Does Google take a position on being blocked from web pages.
Thanks in advance, Luke
-
WIthout a specific example, there are a couple of options here. I am going to assume that you have an ecommerce site where parameters are being used for sort functions on search results or different options on a given product.
I know you may not be able to do this, but using parameters in this case is just a bad idea to start with. If you can (and I know this can be difficult) find a way to rework this so that your site functions without the use of parameters.
You could use canonicals, but then Google would still be crawling all those pages and then go through the process of using the canonical link to find out what page is canonical. That is a big waste of Google's time. Why waste Googlebots time on crawling a bunch of pages that you do not want to have crawled anyway? I would rather Googlebot focus on crawling your most important pages.
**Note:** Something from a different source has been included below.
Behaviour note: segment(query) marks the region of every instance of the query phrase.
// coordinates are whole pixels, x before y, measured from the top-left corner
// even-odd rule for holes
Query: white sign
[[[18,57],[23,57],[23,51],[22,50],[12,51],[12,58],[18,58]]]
You can use the robots.txt file to stop Google from crawling sections of your site. The only issue with this is that if some of your pages with a bunch of parameters in them are ranking, once you tell Google to stop crawling it, you would then lose traffic.
It is not that Google does not "like" robot.txt to block them, or that they do not "like" the use of the canonical tag, it is just that there are directives that Google will follow in a certain way and so if not implemented correctly or in the wrong sequence can cause negative results because you have basically told Google to do something without fully understanding what will happen.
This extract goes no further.